Metabolism and Pharmacokinetics
Dexmedetomidine is rapidly distributed and extensively metabolized
in the liver and excreted in both urine and feces. It undergoes conjugation (41%),
N-methylation (21%), or hydroxylation followed by conjugation. Dexmedetomidine is
94% protein bound, and its concentration ratio between whole blood and plasma is
0.66. Dexmedetomidine has profound effects on cardiovascular parameters and thus
may alter its own pharmacokinetics. At high doses it causes marked vasoconstriction,
which probably reduces the drug's volumes of distribution. Thus, in essence, dexmedetomidine
displays nonlinear pharmacokinetics.[19]
Because
it is likely that this drug will be administered only within a narrow therapeutic
range of 0.5 to 1.0 ng/mL, it is preferable to describe the pharmacokinetic parameters
within this dosage range. Within this range, Dyck and colleagues[19]

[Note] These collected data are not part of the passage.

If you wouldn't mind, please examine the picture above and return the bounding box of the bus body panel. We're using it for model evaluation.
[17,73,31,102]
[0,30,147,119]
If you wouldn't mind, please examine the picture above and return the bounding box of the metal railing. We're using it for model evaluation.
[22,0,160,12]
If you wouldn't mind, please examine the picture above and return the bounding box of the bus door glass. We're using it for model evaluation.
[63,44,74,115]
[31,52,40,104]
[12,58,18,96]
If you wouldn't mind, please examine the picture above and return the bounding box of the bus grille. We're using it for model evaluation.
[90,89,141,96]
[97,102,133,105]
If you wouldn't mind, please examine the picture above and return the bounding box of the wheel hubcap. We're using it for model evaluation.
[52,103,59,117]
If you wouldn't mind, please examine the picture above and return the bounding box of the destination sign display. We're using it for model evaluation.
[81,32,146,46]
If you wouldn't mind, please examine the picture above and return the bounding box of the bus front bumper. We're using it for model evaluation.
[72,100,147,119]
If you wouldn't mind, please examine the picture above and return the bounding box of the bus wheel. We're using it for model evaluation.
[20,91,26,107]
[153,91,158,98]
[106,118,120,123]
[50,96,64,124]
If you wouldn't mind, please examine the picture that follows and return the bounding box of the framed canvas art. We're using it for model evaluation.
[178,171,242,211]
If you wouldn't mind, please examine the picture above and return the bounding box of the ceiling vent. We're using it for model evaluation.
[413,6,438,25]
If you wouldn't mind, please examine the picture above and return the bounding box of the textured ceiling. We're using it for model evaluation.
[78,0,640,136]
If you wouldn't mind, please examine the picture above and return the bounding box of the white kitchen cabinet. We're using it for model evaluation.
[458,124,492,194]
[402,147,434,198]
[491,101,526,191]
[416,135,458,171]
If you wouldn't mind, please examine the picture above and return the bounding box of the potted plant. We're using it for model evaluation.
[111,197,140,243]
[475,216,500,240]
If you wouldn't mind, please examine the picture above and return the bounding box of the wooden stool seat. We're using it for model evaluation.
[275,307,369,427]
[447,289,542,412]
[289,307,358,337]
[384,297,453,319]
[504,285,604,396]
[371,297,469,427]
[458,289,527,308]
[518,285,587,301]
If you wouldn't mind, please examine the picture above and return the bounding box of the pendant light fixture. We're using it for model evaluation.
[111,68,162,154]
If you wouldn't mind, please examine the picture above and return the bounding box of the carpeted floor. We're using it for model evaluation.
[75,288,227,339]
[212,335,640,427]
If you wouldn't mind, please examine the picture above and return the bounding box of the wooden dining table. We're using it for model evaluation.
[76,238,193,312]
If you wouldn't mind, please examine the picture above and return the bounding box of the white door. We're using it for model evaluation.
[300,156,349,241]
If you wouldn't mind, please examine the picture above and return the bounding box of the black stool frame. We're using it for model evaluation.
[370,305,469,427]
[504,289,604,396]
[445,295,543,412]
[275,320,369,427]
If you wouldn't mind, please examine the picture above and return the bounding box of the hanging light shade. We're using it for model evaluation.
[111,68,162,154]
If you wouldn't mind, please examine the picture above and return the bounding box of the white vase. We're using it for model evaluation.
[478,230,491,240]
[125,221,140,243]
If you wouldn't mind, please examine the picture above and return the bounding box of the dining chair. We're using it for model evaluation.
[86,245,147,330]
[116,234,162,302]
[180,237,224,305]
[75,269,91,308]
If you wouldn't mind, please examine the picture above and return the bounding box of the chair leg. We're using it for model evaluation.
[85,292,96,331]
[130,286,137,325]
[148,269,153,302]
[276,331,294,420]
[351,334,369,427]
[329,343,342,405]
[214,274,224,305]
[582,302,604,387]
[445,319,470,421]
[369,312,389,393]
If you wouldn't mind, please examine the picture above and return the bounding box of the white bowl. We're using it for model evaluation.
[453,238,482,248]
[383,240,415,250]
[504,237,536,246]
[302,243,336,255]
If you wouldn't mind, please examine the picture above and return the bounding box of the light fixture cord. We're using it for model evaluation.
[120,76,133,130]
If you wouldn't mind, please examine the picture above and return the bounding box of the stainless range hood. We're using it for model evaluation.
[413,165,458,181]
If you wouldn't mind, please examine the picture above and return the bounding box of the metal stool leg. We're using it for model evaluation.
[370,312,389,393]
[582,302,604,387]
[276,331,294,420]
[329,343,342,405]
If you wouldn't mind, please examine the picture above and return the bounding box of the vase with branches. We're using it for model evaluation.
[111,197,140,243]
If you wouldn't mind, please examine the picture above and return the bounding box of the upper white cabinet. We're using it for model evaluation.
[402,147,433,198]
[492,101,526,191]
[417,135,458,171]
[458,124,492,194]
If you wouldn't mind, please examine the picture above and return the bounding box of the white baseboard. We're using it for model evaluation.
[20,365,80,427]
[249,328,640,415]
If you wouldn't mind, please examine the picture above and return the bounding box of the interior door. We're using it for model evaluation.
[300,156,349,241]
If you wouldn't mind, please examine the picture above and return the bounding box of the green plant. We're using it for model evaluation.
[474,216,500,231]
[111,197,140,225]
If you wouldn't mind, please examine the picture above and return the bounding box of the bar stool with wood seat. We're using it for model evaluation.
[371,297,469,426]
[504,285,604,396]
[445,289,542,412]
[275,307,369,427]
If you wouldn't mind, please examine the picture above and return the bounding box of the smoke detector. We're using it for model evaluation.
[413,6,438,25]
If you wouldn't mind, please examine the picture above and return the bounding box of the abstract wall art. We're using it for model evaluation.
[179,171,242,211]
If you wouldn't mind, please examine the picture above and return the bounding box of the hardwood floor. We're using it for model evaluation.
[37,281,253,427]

found that its pharmacokinetics in volunteers is best described by a three-compartment
model (see Table 10-1
).
These pharmacokinetic parameters appear to be unaltered by age, weight, or renal
failure, but clearance is a function of height.[19]
[663]
The elimination half-life of dexmedetomidine
is 2 to 3 hours, with a context sensitive half-time ranging from 4 minutes after
a 10-minute infusion to 250 minutes after an 8-hour infusion. Postoperative patients
sedated with dexmedetomidine display pharmacokinetics very similar to that seen in
volunteers.[20]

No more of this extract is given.